1923 öncesi ve sonrası günleri bizzat yaşamış olan ünlü yazar Atay, bu makalesine Cumhuriyetin ilan edileceği günlere değinerek başlar ve önemli bir soru sorar. Şöyle ki:
“Şimdi Mustafa Kemal ne yapacaktı? Herkesin ağzındaki veya vicdanındaki sual bu idi.
Eski şark geleneklerinde böyle bir komutan hanedanı devirir, tahta geçerek kendi hanedanını kurar. Acaba böyle mi yapacaktı?
Artık kılıcını yerine koyarak yeni padişahın hükümetince ona verilecek hizmeti almalıdır. Yapacağı şey bu mu idi?”
Falih Rıfkı, bu önemli yazısını şöyle sürdürür:
“Mustafa Kemal’in devrimci ve uygarlıkçı düşünüş ve karakterini bilen eski kafalıların korkusu, onun işbaşından çekilmeyerek halife ve kadı, şeriye ve medrese sistemini yıkmaya kalkışması, Tanzimat’tan beri bir türlü çözülemeyen ‘Batı uygarlığına mı gideceğiz, Doğu medeniyetinde mi kalacağız?’ konusunu ele alması ve bütün şan ve şerefini ortaya atarak eski gelenekleri ve görenekleri yıkması idi.
Hatta Meclis’e zafer haberi gelir gelmez sarıklı milletvekillerinden biri:
- Yunanlıdan kurtulduk, iyi... Bakalım Mustafa Kemal’den nasıl kurtulacağız? demişti.” (Babamız Atatürk, s. 86)

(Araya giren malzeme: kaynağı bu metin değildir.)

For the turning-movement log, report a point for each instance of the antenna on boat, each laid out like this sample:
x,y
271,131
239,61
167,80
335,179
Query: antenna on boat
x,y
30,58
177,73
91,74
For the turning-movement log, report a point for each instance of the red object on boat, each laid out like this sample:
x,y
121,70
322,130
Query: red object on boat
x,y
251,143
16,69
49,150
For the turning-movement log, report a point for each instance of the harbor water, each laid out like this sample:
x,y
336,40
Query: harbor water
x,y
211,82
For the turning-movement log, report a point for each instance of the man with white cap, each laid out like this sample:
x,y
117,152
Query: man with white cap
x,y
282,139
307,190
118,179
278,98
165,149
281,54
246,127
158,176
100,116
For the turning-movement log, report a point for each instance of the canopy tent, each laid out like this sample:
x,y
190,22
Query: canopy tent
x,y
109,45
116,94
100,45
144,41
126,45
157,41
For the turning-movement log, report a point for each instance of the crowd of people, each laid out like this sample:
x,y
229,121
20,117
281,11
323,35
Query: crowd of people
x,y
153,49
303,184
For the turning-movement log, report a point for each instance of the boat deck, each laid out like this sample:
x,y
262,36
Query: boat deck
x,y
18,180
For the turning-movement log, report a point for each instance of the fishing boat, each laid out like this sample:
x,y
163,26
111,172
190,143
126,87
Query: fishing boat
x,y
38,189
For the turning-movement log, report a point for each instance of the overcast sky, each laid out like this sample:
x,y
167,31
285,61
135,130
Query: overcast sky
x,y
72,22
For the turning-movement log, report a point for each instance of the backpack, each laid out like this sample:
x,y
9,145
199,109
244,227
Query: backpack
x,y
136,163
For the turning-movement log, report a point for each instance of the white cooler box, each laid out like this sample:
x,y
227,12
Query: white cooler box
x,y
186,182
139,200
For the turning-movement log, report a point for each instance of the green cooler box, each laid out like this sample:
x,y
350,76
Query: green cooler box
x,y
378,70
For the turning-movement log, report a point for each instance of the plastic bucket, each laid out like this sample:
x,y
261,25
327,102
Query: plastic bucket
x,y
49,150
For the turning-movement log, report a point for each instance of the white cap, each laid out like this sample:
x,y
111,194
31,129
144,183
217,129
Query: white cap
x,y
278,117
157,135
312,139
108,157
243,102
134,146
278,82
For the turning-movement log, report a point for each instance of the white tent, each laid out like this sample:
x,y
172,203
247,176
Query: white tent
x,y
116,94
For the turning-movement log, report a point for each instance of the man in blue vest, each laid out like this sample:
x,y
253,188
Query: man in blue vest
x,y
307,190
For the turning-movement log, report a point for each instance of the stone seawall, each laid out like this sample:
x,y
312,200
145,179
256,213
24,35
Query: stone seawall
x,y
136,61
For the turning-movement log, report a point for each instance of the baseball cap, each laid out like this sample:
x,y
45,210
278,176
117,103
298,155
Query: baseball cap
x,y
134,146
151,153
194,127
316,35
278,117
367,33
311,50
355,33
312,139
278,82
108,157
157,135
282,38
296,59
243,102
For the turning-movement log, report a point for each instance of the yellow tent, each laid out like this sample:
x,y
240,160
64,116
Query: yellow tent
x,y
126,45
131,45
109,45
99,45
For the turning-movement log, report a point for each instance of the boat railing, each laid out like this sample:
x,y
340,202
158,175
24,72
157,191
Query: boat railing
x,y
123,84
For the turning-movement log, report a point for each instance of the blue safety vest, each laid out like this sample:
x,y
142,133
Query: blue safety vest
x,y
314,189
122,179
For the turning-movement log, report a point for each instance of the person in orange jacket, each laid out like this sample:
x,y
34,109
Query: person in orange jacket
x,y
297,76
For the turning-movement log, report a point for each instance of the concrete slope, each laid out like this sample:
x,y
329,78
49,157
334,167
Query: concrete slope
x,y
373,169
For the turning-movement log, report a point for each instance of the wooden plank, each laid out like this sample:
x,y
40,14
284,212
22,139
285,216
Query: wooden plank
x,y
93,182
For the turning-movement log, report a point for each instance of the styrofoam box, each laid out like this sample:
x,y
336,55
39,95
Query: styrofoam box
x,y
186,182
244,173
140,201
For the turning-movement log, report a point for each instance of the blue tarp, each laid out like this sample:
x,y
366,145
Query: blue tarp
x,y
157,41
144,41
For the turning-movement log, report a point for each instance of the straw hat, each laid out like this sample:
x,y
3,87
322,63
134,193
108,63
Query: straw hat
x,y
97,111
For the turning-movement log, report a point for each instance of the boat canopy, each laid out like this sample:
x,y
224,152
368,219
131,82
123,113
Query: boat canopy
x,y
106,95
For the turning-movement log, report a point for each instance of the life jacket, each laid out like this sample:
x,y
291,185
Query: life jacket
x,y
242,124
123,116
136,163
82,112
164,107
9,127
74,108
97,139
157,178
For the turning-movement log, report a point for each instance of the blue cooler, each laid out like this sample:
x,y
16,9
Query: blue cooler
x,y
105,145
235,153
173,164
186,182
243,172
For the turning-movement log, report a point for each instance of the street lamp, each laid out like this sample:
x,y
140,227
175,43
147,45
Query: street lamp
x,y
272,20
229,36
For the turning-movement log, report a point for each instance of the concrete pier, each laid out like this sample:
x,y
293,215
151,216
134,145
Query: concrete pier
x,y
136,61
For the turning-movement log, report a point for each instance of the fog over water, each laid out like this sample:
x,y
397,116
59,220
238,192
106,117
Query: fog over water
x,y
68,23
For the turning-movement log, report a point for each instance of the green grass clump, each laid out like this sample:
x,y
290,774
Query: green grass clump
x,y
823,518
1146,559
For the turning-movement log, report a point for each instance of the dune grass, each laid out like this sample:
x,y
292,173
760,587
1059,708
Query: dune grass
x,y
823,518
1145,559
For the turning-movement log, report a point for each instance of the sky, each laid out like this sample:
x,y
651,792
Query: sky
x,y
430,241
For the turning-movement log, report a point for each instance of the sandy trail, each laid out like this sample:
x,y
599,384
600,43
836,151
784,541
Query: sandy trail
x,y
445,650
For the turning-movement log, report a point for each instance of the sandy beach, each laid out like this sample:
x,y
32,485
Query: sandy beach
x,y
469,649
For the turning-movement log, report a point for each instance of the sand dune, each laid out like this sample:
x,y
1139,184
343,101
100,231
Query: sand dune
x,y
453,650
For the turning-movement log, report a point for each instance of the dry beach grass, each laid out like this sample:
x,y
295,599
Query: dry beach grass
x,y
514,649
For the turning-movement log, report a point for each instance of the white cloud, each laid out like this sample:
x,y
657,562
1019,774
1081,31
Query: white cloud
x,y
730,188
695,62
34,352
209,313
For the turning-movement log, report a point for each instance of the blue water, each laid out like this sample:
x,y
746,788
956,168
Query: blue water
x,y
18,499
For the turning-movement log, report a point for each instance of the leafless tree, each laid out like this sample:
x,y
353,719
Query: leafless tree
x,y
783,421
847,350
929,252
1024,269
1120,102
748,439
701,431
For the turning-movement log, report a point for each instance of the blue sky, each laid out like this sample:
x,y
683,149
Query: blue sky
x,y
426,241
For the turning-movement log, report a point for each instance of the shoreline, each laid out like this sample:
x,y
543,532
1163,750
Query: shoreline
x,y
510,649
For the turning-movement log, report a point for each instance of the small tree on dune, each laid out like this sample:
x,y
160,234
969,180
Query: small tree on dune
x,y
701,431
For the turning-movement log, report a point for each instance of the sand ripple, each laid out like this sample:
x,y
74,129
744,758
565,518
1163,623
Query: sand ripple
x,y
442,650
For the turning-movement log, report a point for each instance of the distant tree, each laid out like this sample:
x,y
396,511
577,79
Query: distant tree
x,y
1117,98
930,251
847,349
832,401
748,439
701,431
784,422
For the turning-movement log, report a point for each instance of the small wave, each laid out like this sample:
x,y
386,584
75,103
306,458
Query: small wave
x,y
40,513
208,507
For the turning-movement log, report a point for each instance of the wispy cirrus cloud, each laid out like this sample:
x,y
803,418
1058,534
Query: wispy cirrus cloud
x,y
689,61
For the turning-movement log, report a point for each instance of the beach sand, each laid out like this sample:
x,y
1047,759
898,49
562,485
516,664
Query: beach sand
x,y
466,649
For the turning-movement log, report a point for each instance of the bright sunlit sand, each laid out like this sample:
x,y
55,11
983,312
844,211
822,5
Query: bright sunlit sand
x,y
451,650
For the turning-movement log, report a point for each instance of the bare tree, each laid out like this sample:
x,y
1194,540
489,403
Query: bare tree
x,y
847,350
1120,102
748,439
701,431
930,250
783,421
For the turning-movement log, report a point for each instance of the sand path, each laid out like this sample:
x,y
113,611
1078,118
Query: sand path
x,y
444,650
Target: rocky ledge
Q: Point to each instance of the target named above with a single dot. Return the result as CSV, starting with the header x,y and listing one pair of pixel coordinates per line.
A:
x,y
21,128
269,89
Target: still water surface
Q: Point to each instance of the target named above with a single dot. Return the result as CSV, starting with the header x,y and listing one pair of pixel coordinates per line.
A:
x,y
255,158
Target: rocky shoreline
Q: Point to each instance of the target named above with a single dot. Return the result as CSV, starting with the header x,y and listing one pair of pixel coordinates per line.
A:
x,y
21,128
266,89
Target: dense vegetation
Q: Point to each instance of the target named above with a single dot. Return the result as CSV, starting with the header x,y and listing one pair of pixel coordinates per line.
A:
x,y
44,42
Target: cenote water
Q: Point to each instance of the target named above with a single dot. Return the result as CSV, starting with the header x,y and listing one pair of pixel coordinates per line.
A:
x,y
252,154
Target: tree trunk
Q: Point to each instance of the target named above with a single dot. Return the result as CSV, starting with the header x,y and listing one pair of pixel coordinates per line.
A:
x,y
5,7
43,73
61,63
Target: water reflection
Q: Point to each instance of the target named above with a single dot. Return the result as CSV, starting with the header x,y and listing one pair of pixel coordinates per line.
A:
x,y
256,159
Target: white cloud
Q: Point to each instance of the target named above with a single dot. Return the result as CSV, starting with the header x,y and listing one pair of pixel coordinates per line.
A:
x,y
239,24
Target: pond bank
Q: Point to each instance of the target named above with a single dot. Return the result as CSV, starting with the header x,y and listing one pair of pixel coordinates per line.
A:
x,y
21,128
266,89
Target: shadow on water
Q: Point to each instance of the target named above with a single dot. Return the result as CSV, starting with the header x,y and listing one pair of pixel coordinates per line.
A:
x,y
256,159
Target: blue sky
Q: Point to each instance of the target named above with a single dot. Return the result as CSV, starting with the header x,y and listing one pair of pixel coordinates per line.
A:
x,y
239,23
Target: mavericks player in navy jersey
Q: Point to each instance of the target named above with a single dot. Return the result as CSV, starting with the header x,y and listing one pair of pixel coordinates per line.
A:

Atay’ın dediği gibi kolaylıkla padişah olurdu. Ama o bir hanedan kurmak, padişah olmak yerine Cumhuriyetin ilanını sağladı.
Eğer padişah olsaydı, o dönemde bütün halk da çok memnun olur ve yeni padişah Mustafa Kemal’i içtenlikle alkışlardı. Ama Atatürk, işte o zaman diktatörlük “lakabına” kavuşurdu. Elinin tersiyle padişahlığı iten ve Cumhuriyeti kuran bir lidere diktatör denilebilir mi?